What a Year, in Desert Time
I moved to the desert a year ago and now I’m preparing to move back to the ocean breezes of San Diego. The first draft of my new book will be complete before the moving van arrives. (L & D Van Lines.) I’ve cried a lot, laughed a lot, written a lot and learned a lot. I barely have any bio-family left in my life, except for my brother and his family — oh do they bring wonderment and stability to my life, in a way they probably don’t understand. I briefly gained and then quickly lost a connection with my sister. And I lost my mother. She didn’t die, she just tore up her mother card and the pieces landed at my feet. I reconnected with JF, long lost friend from my 70s LA days, and had the honor of meeting her daughter. I witnessed from a distance P fall in love with and be loved back by P — and shared in the birth of her first grandchild. And, I celebrated and toasted, along with sister friend-comrade Margaret and the whole gang, the engagement of her only daughter. Most importantly, I got to know LHT again, got to know him differently and fuller, even after all these years. Now we are engaged.
Onward and upward, I say, as I tap and leap down a new path on life’s curvy trail. I got love, I got music, and I can still dance.

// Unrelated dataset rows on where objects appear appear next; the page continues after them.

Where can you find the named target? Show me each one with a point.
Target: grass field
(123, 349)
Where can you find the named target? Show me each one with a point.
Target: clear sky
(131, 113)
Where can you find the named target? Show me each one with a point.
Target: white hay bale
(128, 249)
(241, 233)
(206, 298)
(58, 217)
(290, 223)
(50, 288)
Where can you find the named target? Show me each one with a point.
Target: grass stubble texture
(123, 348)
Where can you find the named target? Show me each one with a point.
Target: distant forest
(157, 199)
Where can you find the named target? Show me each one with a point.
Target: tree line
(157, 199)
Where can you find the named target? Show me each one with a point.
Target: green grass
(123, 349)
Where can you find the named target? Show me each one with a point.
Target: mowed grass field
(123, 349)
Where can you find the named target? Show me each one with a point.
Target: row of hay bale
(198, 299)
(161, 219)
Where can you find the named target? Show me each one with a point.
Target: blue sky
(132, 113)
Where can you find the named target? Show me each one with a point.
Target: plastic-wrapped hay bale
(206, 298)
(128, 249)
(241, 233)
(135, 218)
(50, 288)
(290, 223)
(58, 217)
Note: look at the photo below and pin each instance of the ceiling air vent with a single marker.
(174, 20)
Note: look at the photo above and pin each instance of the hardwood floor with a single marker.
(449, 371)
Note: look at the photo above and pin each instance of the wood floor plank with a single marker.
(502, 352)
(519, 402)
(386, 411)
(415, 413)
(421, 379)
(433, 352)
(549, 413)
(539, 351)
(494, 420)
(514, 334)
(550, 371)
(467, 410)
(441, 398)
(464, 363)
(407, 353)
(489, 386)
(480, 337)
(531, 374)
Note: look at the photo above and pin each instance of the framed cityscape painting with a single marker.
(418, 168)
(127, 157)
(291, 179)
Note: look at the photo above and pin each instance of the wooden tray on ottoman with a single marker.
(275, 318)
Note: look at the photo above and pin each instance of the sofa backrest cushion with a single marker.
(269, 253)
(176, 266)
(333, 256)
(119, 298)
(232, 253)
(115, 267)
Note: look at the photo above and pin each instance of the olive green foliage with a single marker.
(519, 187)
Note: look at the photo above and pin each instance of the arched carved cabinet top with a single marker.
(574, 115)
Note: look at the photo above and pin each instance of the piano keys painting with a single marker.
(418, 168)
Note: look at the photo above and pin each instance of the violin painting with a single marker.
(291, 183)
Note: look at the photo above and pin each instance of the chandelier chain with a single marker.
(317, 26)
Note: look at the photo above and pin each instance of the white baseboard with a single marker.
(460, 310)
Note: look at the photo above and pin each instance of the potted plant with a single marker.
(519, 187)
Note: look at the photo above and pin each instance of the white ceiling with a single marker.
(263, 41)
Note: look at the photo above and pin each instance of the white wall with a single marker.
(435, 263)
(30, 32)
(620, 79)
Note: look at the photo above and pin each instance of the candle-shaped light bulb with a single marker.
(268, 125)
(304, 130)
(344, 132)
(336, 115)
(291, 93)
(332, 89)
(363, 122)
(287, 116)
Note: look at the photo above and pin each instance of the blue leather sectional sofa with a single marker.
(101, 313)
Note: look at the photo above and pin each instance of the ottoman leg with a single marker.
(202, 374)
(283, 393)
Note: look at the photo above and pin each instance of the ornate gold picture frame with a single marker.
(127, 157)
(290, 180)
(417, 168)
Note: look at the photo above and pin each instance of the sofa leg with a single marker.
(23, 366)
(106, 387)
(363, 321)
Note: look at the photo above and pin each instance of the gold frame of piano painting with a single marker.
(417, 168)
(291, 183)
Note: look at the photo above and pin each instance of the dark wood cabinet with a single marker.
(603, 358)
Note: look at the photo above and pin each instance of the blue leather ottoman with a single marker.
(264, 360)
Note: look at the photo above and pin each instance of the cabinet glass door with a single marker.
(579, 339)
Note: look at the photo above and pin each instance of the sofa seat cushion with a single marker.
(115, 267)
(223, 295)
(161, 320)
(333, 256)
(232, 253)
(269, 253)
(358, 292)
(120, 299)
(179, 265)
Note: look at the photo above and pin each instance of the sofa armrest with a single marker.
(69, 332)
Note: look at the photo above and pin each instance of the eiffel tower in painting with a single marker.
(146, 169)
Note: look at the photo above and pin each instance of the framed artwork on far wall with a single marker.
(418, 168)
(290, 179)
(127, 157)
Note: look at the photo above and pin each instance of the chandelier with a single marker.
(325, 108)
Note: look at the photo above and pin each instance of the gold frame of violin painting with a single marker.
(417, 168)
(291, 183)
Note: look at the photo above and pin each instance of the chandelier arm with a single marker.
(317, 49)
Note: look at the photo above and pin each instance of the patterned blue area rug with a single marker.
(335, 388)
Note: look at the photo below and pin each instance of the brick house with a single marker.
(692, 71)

June 22nd, 2008 at 6:29 am
Thank you for a wonderful message from the desert. I’ve talked to many of the people from the ocean breeze department and they are delighted. Also I have used the L & D Van lines before and I think you will find them reliable and affordable. Great news about the delivery of first draft, how do you find the time? You do have love and hope and a partner who is inspired by your heart.
Onward and upward, I say!
Luke
June 27th, 2008 at 7:39 am
I’m so glad I had reason to open your blog today. I seem to dive in about once a month, and here I am again, right on time. Your writing in this space inspires me to no end and makes me wish for a site of my own to do just the same thing, although I remain apolitic, which is the realm of poets. My work is of the spirit. One must have a defined ego to be political. My ego is an amoeba.
As one half of P & P, I’m sorry to say things aren’t going so well, and all because of politics. The other P has become involved with our local Democrats, and his attention to it is driving me insane. We’re on a quest for counseling (hey, if it works for the Sex in the City gals, it might work for us. I think P’s time would be better spent gardening. How on earth does one learn to be half of a whole when for fifty-one years one has been only a half? What does love have to do with anything?